Azazel shrugged, then turned and continued walking. “Why not? Although being the Dark Regenerist essentially means you are already everywhere in every time all at once, you still need a home base somewhere, right?”

Buer wasn’t sure what he meant by “everywhere all at once,” but his head hurt too much from trying to keep up with him to ask. “Uh, sure, but why here?”

“Do I have to repeat myself? Anchor is a self-billed multi-universal metropolis, the convergent crossroad for multitudes of other worlds. Where better to gain experience for living on your own?”

He thought to question him exactly why such a huge city was such a great place for something like that, until they stopped in front of a large, tall building. Buer had to shield his eyes just to see the top of it. He glanced at Azazel. “Why did we stop here?”
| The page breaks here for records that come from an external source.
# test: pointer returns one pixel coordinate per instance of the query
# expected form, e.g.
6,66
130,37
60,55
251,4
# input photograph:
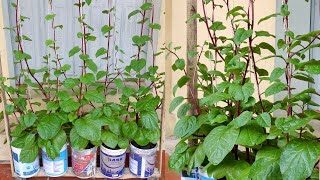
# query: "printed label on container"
84,162
25,169
55,167
112,166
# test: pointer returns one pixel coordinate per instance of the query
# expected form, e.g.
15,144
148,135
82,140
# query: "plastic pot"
24,170
58,166
112,162
142,160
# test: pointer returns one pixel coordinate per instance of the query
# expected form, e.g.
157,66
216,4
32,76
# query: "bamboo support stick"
6,121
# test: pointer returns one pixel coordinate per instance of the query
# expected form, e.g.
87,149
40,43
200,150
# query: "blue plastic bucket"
142,161
204,175
58,166
192,176
84,162
24,170
112,162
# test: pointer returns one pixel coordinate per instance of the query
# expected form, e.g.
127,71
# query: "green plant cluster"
235,132
56,109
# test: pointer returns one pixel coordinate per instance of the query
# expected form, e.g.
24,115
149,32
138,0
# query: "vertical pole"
192,61
6,122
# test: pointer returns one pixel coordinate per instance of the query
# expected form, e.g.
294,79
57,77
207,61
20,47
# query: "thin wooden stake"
6,121
192,61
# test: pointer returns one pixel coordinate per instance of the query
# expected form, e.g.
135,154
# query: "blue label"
57,166
112,166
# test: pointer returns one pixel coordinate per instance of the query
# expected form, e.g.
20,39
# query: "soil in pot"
58,166
24,170
112,161
142,159
84,161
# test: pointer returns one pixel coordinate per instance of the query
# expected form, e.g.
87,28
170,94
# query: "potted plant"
142,100
237,134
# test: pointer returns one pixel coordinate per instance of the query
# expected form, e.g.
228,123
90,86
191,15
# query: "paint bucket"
204,175
142,161
192,176
58,166
112,162
24,170
84,162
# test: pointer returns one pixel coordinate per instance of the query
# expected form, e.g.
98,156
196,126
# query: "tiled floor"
5,173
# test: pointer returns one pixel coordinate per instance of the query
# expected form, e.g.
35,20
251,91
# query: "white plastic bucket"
58,166
84,162
204,175
24,170
112,162
142,161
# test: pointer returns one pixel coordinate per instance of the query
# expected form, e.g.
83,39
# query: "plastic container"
24,170
58,166
84,162
142,161
204,175
192,176
112,162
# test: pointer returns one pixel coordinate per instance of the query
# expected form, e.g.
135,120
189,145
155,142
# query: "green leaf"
264,119
183,110
101,52
28,119
70,83
175,103
149,119
298,159
74,50
241,35
214,98
88,128
29,155
275,88
123,143
105,29
91,65
94,96
87,79
197,158
181,147
59,140
267,17
69,105
101,74
266,165
179,64
217,26
49,126
183,81
109,139
77,142
133,13
251,135
243,119
184,126
138,65
219,143
267,46
29,141
276,74
130,129
140,40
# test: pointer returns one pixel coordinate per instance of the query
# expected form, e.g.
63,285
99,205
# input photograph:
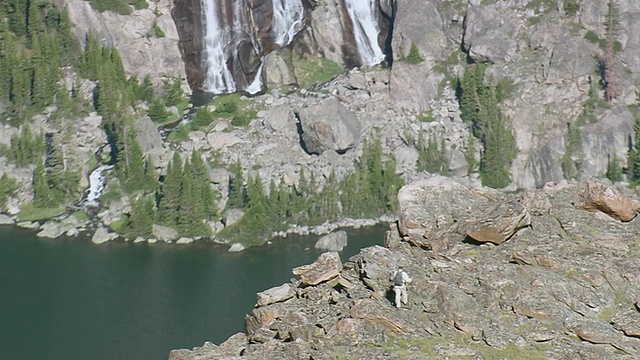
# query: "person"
400,279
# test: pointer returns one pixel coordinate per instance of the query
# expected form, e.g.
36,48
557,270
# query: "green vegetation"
414,55
480,107
633,157
370,191
157,31
432,155
8,186
571,7
311,70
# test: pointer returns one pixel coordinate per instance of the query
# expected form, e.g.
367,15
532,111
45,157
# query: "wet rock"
593,196
335,241
325,268
275,294
52,230
164,233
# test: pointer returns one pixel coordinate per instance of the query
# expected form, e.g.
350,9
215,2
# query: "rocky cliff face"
565,286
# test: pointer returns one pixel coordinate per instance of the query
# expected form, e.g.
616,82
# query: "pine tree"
614,170
171,189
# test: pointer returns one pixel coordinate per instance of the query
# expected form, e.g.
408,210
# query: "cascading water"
219,79
365,30
288,16
232,46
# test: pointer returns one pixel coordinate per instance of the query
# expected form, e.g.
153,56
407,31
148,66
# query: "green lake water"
70,299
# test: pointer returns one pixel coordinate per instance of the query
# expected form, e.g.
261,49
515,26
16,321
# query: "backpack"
398,278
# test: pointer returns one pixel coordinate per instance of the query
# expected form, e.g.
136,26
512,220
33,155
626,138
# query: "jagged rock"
219,176
500,223
52,230
329,126
275,294
335,241
164,233
102,235
593,196
6,220
489,35
325,268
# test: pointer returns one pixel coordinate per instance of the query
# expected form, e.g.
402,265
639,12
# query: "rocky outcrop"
593,196
329,126
336,241
133,35
570,276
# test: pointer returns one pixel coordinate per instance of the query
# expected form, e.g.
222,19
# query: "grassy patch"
312,70
29,212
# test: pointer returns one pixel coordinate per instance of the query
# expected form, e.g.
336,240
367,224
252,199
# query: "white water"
365,30
288,16
219,79
96,184
256,85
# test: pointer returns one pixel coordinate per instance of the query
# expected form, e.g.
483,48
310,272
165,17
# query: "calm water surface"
69,299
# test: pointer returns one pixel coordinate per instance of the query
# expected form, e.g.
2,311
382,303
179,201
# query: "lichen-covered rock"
593,196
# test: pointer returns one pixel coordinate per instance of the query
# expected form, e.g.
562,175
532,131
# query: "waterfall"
219,79
365,30
96,184
288,16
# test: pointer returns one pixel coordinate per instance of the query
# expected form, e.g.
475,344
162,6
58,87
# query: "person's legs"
398,291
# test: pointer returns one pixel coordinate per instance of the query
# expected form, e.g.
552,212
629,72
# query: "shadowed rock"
593,196
500,224
325,268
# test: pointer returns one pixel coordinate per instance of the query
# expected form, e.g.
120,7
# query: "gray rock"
335,241
232,216
275,294
164,233
102,235
329,126
325,268
489,35
52,230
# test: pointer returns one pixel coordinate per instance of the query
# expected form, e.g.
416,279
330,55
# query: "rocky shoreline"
560,280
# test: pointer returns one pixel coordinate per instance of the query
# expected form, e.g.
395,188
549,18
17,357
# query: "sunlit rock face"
224,42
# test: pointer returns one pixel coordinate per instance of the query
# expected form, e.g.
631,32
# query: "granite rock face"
570,275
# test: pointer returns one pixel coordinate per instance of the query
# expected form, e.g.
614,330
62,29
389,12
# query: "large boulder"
489,35
325,268
593,196
329,126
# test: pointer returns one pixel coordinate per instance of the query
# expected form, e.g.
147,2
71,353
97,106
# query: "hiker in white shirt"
400,279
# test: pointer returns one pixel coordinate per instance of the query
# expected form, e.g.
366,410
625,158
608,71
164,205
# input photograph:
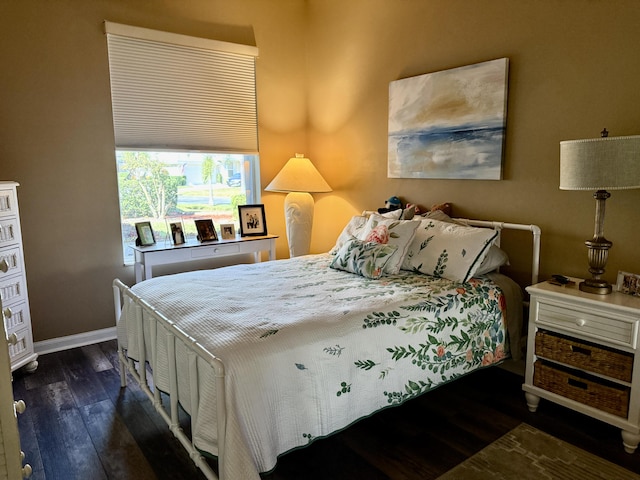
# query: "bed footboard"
145,313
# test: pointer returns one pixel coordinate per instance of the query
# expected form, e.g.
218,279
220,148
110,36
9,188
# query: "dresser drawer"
9,232
616,328
22,348
13,290
213,250
585,355
16,317
8,202
13,258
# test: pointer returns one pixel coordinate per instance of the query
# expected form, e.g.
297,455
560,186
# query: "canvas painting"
449,124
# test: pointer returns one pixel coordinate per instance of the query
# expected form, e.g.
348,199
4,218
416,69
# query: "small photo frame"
145,234
228,231
206,231
252,220
628,283
176,231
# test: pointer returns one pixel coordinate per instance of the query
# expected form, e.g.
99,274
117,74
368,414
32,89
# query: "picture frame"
228,231
206,230
252,220
176,232
145,233
628,283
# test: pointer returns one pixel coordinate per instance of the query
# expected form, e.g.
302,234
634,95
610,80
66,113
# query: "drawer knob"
20,406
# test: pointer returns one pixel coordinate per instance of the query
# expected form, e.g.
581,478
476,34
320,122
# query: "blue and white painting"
449,124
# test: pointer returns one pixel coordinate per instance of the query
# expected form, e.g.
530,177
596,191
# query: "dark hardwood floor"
79,424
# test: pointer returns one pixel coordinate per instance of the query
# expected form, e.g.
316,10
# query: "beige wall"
574,69
323,76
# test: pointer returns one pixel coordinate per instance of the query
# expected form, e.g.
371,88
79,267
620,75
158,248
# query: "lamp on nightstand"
600,164
298,178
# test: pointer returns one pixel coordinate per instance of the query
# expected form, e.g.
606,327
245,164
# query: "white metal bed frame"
174,335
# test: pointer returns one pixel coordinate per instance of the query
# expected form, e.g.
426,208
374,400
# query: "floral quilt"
308,349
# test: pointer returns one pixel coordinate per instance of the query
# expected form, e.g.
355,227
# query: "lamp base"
599,287
298,213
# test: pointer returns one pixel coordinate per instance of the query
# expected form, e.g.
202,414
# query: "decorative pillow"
395,214
394,232
352,230
448,250
363,258
496,257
“This is where you’ll be living from now on. Er, not this whole building, rather, but on one floor—not the entire floor, but a part of it—you get the idea.” (Buer could have easily figured out something like that on his own, but Azazel’s ability to do so was doubtful, so he remained silent.) “I’ve taken care of everything for you, so you won’t have to worry about paying the rent or anything so dull. Ah, but you will have a roommate; that much was unavoidable, I’m afraid. Here, you’ll need this.” He pulled a scrap of paper out of his suit jacket, with a number and someone’s name hastily scrawled on it. “There’s the number of your flat, and the person you’ll be sharing it with. Your ID card will act as your key. Got it?”

“Uh…” Buer wasn’t entirely sure if he did or not, but he nodded slowly as he took the paper from Azazel’s hand.
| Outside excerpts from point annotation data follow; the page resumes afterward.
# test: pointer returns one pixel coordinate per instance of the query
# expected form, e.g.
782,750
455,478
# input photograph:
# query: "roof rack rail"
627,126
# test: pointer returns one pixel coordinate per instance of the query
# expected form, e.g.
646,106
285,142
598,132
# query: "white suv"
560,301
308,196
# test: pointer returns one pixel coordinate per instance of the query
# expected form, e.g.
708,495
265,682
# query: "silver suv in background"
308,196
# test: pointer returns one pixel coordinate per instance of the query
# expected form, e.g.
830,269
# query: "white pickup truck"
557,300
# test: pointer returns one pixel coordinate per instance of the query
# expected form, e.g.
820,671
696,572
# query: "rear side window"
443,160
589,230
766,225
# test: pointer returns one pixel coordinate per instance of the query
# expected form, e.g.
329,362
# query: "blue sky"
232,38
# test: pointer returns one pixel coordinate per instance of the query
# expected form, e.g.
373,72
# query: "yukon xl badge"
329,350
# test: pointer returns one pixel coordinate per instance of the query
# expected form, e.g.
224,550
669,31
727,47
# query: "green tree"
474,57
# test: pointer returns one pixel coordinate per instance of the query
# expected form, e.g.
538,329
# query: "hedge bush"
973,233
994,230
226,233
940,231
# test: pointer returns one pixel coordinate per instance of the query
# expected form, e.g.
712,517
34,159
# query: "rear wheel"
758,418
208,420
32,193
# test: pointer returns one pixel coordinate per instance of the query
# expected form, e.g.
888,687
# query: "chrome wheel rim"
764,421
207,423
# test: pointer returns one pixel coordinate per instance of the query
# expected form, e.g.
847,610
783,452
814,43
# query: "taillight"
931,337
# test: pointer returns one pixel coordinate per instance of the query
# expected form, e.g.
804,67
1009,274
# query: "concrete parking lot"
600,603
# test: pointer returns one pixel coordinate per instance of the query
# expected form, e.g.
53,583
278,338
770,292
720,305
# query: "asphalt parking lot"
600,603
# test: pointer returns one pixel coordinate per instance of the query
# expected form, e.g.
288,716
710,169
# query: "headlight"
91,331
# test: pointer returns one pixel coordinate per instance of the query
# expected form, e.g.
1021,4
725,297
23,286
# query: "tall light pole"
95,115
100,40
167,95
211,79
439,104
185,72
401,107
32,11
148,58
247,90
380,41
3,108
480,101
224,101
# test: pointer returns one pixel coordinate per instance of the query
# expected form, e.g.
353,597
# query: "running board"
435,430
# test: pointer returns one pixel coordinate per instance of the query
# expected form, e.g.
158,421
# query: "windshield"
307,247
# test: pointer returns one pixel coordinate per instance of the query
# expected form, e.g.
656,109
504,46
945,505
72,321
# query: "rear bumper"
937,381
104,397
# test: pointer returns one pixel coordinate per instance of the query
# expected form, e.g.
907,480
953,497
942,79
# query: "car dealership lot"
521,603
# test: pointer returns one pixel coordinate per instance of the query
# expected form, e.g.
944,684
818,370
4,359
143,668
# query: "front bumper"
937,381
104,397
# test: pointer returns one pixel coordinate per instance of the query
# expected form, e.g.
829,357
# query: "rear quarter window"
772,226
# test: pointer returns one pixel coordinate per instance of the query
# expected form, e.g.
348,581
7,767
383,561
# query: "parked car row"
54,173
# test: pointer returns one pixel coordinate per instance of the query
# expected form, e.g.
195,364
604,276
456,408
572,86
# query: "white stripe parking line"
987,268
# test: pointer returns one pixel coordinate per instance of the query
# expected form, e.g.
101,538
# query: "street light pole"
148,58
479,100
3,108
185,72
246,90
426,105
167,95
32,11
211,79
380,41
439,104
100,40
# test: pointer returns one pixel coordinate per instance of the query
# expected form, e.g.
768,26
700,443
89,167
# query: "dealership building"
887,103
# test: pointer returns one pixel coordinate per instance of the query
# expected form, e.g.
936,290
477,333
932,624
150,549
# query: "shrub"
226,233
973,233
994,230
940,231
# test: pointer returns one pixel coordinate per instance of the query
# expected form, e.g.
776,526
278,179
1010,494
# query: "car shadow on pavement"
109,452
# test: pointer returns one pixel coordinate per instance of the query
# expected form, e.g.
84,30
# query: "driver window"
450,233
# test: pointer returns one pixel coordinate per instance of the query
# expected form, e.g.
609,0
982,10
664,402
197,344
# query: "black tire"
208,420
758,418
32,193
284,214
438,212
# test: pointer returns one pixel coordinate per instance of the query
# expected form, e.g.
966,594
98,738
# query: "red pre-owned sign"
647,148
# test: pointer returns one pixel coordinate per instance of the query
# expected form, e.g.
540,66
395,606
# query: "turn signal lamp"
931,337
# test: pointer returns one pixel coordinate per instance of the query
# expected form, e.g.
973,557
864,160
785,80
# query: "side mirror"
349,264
“Good. Then I shan’t need to worry, shall I? Best of luck to you.” Azazel briskly turned on his heel and started walking off, waving behind him. “Ciao.

Buer wasn’t entirely unused to being left so abruptly, so he instead turned his attention to the badly-written—badly enough to make him wonder just how the Destroyer could write so poorly—name on the paper. It was a strange name to be sure, but, considering the strangeness of his own “name,” there was nothing he could say about it. He sighed heavily, adjusted the strap on his shoulder, and made his way up to his new flat.

“The Dark Regenerist? Are you kidding?”

Commander Rigel LI eyed his skeptical agents with a look of disdain. It wasn’t long before the familiar haughty smirk returned to his face, the same smirk that indicated he was about to demonstrate just how superior his vast base of knowledge was. “Yes, the Dark Regenerist,” he replied in a sardonic drawl. “Do you think I speak of any other?”

Konrad Sharpless, the lone agent who had voiced his doubt, shifted uncomfortably in his seat. He despised this sort of briefing, where more time was spent by Rigel making lengthy diatribes about the nature of their target than discussing the actual details of their mission.

Of course he had heard of the Dark Regenerist; it was nearly impossible for a man in his line of work not to have at least a cursory knowledge of such things. However, in most areas where talk of the “bow-lion” was common, it was treated as superstition: a red, often fiery or even devilish “Mephisto”-type character who granted wishes at certain prices, who could alter fate and perform true miracles. He was revered in some cultures, and feared in others—but he was known by all to be an immensely powerful creature who answered only to the authority of Azazel, the Destroyer Himself.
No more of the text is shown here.